During the three days of workshops, students enrolled in Foul’Arts—a program designed to foster their love of the performing arts—explore musical creation through improvisation and visual expression. The objective is to create an original and poetic work, both visual and sound-based, that will be unveiled at the BIG BANG festival.

Through his workshops, Fortier aims to “stimulate the participants’ imagination and creativity, develop their spontaneity, and encourage them to trust their instincts. And help them enjoy being exposed or introduced to this modern approach to making music.”

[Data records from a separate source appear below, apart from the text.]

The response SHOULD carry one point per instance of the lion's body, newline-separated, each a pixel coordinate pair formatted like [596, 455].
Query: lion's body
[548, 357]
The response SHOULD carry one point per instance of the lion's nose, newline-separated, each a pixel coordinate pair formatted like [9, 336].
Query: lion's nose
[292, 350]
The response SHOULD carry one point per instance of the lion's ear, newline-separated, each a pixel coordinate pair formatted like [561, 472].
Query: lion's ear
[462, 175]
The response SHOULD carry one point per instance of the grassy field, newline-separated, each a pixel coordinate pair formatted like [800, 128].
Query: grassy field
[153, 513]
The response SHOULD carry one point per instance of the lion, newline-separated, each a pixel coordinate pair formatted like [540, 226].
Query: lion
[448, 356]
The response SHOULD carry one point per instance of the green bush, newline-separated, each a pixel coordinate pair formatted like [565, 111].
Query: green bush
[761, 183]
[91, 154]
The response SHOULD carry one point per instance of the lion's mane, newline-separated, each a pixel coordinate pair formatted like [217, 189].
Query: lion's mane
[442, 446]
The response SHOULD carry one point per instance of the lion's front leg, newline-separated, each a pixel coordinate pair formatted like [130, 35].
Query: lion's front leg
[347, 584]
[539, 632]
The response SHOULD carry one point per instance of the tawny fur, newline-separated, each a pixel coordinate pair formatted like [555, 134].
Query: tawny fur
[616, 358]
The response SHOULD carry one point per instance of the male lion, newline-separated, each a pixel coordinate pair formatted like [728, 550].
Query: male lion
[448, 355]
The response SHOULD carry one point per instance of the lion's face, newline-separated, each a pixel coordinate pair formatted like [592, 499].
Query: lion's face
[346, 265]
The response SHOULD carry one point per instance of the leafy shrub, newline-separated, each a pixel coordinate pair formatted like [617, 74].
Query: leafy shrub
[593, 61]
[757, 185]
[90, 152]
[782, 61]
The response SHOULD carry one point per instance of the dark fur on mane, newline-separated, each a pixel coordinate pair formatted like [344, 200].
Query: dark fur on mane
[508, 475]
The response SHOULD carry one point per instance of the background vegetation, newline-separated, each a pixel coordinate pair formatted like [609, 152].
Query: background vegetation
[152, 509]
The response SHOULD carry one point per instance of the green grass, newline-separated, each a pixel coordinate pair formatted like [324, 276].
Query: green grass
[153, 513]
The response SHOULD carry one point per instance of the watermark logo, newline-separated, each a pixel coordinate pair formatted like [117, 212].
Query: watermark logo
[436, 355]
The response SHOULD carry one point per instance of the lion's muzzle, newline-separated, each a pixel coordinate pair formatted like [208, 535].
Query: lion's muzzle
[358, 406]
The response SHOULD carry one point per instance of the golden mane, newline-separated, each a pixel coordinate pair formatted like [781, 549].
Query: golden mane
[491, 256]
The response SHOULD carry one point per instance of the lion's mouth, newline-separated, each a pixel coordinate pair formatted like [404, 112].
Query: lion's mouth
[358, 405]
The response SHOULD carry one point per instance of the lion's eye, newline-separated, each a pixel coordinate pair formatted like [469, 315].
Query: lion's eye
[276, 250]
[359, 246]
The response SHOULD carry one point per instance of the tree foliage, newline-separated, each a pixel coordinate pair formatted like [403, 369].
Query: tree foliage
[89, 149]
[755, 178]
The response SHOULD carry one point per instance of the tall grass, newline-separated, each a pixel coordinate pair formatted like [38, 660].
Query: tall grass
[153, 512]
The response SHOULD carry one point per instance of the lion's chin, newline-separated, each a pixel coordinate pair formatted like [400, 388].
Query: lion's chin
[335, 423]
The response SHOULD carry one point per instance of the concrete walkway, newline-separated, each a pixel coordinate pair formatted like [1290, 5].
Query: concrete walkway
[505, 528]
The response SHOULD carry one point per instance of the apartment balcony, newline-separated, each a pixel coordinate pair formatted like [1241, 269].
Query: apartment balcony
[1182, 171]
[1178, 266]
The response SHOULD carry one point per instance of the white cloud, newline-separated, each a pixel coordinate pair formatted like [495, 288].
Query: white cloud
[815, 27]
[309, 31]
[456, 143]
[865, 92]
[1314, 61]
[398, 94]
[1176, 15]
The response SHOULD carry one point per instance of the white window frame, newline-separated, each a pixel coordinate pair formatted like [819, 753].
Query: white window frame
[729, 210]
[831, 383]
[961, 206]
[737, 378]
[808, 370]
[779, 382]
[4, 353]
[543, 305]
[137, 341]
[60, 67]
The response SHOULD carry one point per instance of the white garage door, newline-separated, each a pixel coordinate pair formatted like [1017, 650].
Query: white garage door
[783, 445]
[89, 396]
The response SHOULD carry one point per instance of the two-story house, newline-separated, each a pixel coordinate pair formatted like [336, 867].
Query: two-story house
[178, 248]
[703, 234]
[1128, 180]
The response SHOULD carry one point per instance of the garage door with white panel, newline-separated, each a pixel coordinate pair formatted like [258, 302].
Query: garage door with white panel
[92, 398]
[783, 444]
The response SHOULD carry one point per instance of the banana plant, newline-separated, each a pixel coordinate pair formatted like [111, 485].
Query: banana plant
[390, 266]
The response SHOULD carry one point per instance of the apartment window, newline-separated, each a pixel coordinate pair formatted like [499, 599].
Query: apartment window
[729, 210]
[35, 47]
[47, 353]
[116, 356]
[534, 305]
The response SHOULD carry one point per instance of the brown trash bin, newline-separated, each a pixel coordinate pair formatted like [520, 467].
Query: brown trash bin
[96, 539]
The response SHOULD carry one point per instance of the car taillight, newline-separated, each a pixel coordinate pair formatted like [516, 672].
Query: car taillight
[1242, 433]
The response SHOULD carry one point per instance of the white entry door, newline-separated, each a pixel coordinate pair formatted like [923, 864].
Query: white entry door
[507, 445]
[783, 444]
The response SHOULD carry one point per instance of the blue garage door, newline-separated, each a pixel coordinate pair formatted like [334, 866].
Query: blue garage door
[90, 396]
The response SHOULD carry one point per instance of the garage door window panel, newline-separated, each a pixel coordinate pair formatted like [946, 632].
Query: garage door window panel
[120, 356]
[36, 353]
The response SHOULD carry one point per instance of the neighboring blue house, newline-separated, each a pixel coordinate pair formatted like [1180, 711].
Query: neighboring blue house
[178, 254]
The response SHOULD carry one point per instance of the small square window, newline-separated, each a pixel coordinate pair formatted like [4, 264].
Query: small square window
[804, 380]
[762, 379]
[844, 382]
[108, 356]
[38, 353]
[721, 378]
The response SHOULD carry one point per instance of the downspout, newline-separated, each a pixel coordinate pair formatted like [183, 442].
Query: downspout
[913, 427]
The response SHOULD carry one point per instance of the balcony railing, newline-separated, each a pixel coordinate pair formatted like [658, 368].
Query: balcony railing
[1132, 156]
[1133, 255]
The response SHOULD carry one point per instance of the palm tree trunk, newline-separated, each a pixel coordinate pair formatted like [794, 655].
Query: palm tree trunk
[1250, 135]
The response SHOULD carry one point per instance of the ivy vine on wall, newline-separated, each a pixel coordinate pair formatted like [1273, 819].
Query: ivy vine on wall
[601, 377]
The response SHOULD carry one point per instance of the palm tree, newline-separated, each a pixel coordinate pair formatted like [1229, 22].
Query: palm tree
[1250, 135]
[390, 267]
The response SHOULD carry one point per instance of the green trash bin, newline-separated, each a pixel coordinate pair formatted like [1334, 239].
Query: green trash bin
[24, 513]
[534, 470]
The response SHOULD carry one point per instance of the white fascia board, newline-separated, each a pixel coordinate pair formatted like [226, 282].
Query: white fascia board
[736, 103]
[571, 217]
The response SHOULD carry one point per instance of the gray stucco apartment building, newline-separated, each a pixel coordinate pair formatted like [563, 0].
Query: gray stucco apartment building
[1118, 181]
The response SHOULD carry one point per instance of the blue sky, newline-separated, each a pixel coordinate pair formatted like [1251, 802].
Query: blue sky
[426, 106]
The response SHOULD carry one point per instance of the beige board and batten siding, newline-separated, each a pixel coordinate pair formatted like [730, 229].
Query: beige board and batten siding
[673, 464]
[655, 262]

“We cover educational elements—for example, sound can be described in terms of its timbre, intensity, duration, and pitch. We encourage the students to explore the full spectrum of these characteristics without any constraints on how the music is written.”

Benoît Fortier, Multi-instrumentalist and multidisciplinary artist

The result is a rich and vibrant mosaic where music and drawing intertwine, revealing an imaginary world as luminous as it is surprising!